JACOB NEEDLEMAN: Well, yes, I went into science originally because I loved nature. I was struck with wonder. I wanted to understand nature. I wanted to understand-Now, I see. I really wanted to understand what we could call God, because nature was somewhere. God’s way, God’s manifestation. I didn’t use those terms because I was allergic to conventional religion when I was a kid. I ran away from it. I went to study the order of the universe. I wanted to understand, I wanted to participate in that pragmatic, practical way that science enables you to do. You actually make things; you do things. It’s-And I loved that.

After my first year in college-

BILL MOYERS: Harvard?

JACOB NEEDLEMAN: At Harvard. I came away feeling, “I guess I’m not a scientist after all,” because it just–I just didn’t take to it as much as I thought I would. Later, I realized it was the way science was being taught, without any honoring of this feeling of wonder, of wanting to understand. But it was just done in a very tense, overly mental, pragmatic way. So the part of myself that loved knowledge, loved understanding wasn’t honored, and from that, I went into the study of philosophy, particularly ancient philosophies. Science, I felt–Well, it’s a long story. That led me to the study of ideas. But I still wasn’t that interested in religion. I felt religion was a kind of still -a kind of-like Freud said, “a kind of fairy tale of the emotions, a projection of the childhood weaknesses.” And when I came to San Francisco and as part of my agreement to teach here, I was obliged to teach a course in The History of Western Religious Thought, I started reading the Old and the New Testament, and for some reason, scales fell from my eyes, and I realized, “My God, these are really seriously interesting books.” And from that point on I was-my main interest was the religious traditions and spiritual philosophies -including Plato -of mankind.

BILL MOYERS: But it was reading the ancient scriptures that-

JACOB NEEDLEMAN: Yeah. It was-

BILL MOYERS: The conventional scriptures. Hebrew bible and the New Testament.

JACOB NEEDLEMAN: The conventional ones. That’s right. The Old Testament. I read Isaiah. When I read Genesis-I read the Parables of Jesus. I couldn’t believe I had been so deceived by my elders to think that these were just foolish, childish things, or just mere poetry or mere literature. They were not.
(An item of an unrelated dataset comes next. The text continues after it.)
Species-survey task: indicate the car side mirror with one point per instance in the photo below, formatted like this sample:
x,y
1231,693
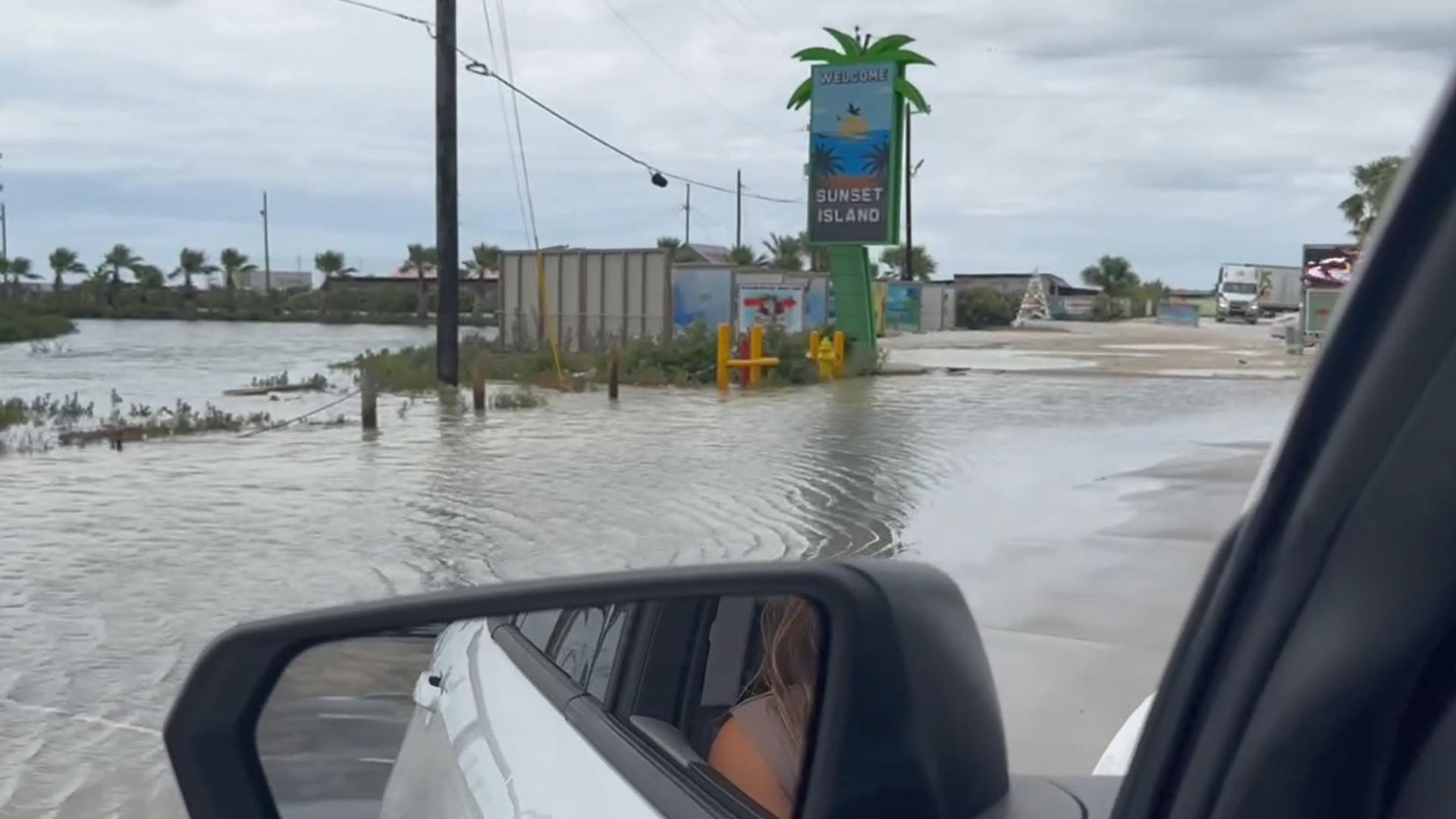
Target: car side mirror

These were great ideas, expressed in a language that could touch the heart and not just satisfy the lust for explanations.

BILL MOYERS: So it wasn’t just the Bible as literature-

JACOB NEEDLEMAN: Not at all. As I say-Someday I’m going to write a book, a revolutionary new book called “The Bible Considered as a Religious Document.” No, this was not just as literature. This was-Everything I’ve ever studied of the spiritual traditions of the east and of the Orient, of the mystics, of all the cultures of the past-It’s there in the Old and the New Testaments, only we’ve lost the ability to see it’s there. We take it in too simplistic a way or too tense a way or too dogmatic a way.

BILL MOYERS: . The paradox is that if you had gone on with your pursuit of medicine, you probably would have been a much richer man and then you might have had to write a different kind of book about money.

JACOB NEEDLEMAN: Yes. My parents, like most Jewish parents, were so happy when I told them I was going to be a doctor. And then when I said, “I’m going to be a philosopher”-They’re very nice, but they couldn’t help being a little disappointed. And later on, at a party after I got my Ph.D., someone-my mother was there and someone introduced me to someone as Dr. Needleman, and she -a very nice woman -but she immediately, in a funny way, she said, “Oh, he’s not the kind of doctor that does anybody any good.”

BILL MOYERS: Well, there you are. That’s the prevailing sentiment of society about philosophy. Philosophy bakes no bread; it builds no buildings; it banks no deposits.

JACOB NEEDLEMAN: That’s right. That’s right. All it does is open a human being to the most important things in life.

BILL MOYERS: From his home in San Francisco, this has been a conversation with Jacob Needleman. I’m Bill Moyers.

This transcript was entered on May 18, 2015.